Le 6 avril, Kristalina Georgieva, directrice générale du FMI, a déclaré que la croissance pour les cinq prochaines années se situerait autour de 3 %, « notre plus faible perspective à moyen terme depuis 1990 ». Cependant, c’est l’inflation qui préoccupe particulièrement le FMI. Malgré une forte remontée des taux d’intérêt dans le monde, celle-ci ralentit plus lentement que prévu et devrait se maintenir à 7 % en 2023, contre 8,4 % en 2022. C’est deux fois plus élevé qu’avant 2021, et bien au-delà des objectifs des pays touchés.
L’inflation ne découle pas seulement de la hausse des prix des produits alimentaires et de l’énergie, qui ont ralenti depuis le pic atteint au moment de l’invasion russe en Ukraine à la mi-2022, ni de la hausse des salaires qui demeurent contenus selon le FMI malgré des tensions importantes sur le marché du travail. L’institution note également que la demande, c’est-à-dire la consommation ou les investissements, reste plus forte que prévu, ce qui pourrait nécessiter un nouveau resserrement de la politique monétaire ou un resserrement plus long que prévu.
Les banques centrales ont désormais une tâche encore plus complexe avec les récentes faillites bancaires aux États-Unis provoquées par une hausse des taux d’intérêt. La hausse des taux de la Réserve fédérale américaine, comprise entre 4,75 % et 5 %, a conduit en mars à la faillite de plusieurs banques régionales américaines, dans la foulée de la Silicon Valley Bank (SVB) début mars, et du rachat précipité de Credit Suisse par UBS.
Les institutions financières doivent donc ralentir l’inflation sans sacrifier la croissance, un équilibre difficile à trouver. Pourtant, elles doivent aussi prendre garde à ne pas alimenter l’instabilité financière. Pierre-Olivier Gourinchas, le chef économiste du FMI, note que le resserrement brutal de la politique monétaire au cours des douze derniers mois commence à avoir des effets collatéraux importants sur le secteur financier, et n’exclut pas la possibilité que « le système financier soit à nouveau mis à l’épreuve ».

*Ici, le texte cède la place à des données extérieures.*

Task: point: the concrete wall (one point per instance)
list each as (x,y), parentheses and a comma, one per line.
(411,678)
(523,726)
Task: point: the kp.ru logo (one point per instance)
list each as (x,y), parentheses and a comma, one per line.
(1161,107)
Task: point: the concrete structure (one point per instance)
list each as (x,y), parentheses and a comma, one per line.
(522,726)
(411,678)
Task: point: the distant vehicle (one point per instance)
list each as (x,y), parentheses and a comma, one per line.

En fin de compte, les prévisions économiques mondiales les plus récentes laissent présager des temps difficiles pour les économies avancées, notamment en Europe. Les banques centrales devront jongler entre une pression inflationniste croissante et le maintien de la croissance économique, tout en prenant garde à ne pas provoquer d’instabilité financière, ce qui nécessitera certainement une action concertée à l’échelle mondiale.